La Croatie rejoint le 1er juillet l'Union européenne après dix ans de laborieuses négociations, mais leur couronnement est assombri par les difficultés économiques auxquelles est confrontée cette ex-république yougoslave, indépendante depuis 1991.

Plus de 100 responsables européens, dont la chancelière allemande Angela Merkel et le président du Conseil européen Herman Van Rompuy, rejoindront à Zagreb les dirigeants croates et des milliers de citoyens qui sont attendus sur la place centrale pour fêter l'entrée de la Croatie dans le bloc des 27.

Symboliquement, dimanche à minuit, les inscriptions «douanes» seront enlevées d'un poste-frontière avec la Slovénie, la seule autre ex-république yougoslave à avoir rejoint l'UE (2004) depuis la disparition de l'ancienne fédération après une série de guerres dans les années 1990.

Dans un même temps, l'enseigne «UE» sera installée à la frontière avec la Serbie, une autre ex-république yougoslave qui espère prochainement ouvrir ses négociations d'adhésion à l'UE.

Des feux d'artifice vont éclairer le ciel de Zagreb et d'autres villes croates, mais l'adhésion à l'UE a perdu de son charme pour la plupart des 4,2 millions d'habitants du pays.

Le président Ivo Josipovic, un pro-européen fervent, a reconnu que la crise économique a influencé l'humeur de la population quant à cet événement historique.

«Oui, la crise (économique) est là, mais je crois que nous sommes plus forts unis (...) et, en fin de compte, l'Europe sortira de la crise ensemble», a déclaré dans une interview à l'AFP cet homme politique de gauche.

Selon un récent sondage, un Croate sur sept seulement, souhaite des concerts et des feux d'artifices pour célébrer l'adhésion à l'UE.

«Qu'avons-nous à célébrer? Le fait que nous serons des esclaves, car nous sommes trop petits pour avoir une influence quelconque parmi les grands « de l'UE, s'interroge Zorak Horvat, la cinquantaine, employé dans l'administration.

Il y a une dizaine d'année, la majorité des Croates voyait dans l'adhésion à l'UE un moyen de se débarrasser de l'héritage des guerres des années 1990, mais les longues négociations et les conditions difficiles imposées par Bruxelles ont transformé nombre d'entre-eux en eurosceptiques.

Les indices macroéconomiques de la Croatie sont inquiétants et le pays sera parmi les plus pauvres de l'UE qui est elle-même confrontée à une récession dans neuf de ses pays membres ainsi qu'à une crise de la dette dans la zone euro.
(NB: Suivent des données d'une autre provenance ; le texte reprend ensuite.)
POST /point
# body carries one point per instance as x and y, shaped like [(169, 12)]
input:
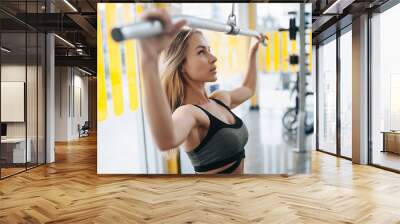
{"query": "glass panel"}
[(41, 99), (346, 94), (327, 96), (31, 85), (385, 89), (31, 98), (13, 91)]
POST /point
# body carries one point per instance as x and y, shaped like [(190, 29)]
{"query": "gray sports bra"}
[(223, 144)]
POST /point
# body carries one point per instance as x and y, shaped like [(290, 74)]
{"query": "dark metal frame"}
[(44, 76), (340, 30), (387, 5)]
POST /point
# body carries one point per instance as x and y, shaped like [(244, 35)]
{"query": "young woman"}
[(178, 108)]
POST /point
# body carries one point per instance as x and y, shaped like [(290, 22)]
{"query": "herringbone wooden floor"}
[(70, 191)]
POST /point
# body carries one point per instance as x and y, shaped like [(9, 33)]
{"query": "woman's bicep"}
[(183, 122)]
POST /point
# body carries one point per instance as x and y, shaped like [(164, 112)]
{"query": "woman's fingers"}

Le PIB est de 39 % au-dessous de la moyenne européenne et seule la Roumanie et la Bulgarie sont derrière la Croatie, selon l'office des statistiques de l'UE.

L'économie est en récession depuis 2009 dans ce pays où le taux de chômage est de 21 %.

Durant les négociations d'adhésion, la Croatie a également été obligée de présenter à Bruxelles un plan de restructuration de ses chantiers navals, ce qui aura également pour conséquence le licenciement de nombreux salariés dans ce secteur qui emploie environ 10.000 personnes et qui subsistait également grâce aux aides du gouvernement.

«Nous sommes gravement malades et nous rejoignons l'UE qui elle-même est mal en point», a averti l'analyste Zarko Puhovski.

Zagreb a commencé une lutte contre la corruption et a condamné l'ex-premier ministre, Ivo Sanader (2003-2009), en novembre 2012 à dix ans de prison pour corruption, mais nombre de Croates estiment que le fléau est loin d'être éradiqué.

Zagreb espère que l'adhésion va attirer des investisseurs et compte sur une aide européenne estimée à 11,7 milliards d'euros d'ici à 2020 pour redresser l'économie.

«Le 1er juillet marque la fin d'un long voyage», a dit à l'AFP l'ancien président croate, Stipe Mesic (2000-2010), qui a joué un rôle crucial dans le rapprochement de son pays avec l'UE.

«Nous nous sommes définitivement éloignés du nationaliste borné qui avait marqué les premières années de notre indépendance et avons adopté les normes européennes», s'est-il félicité.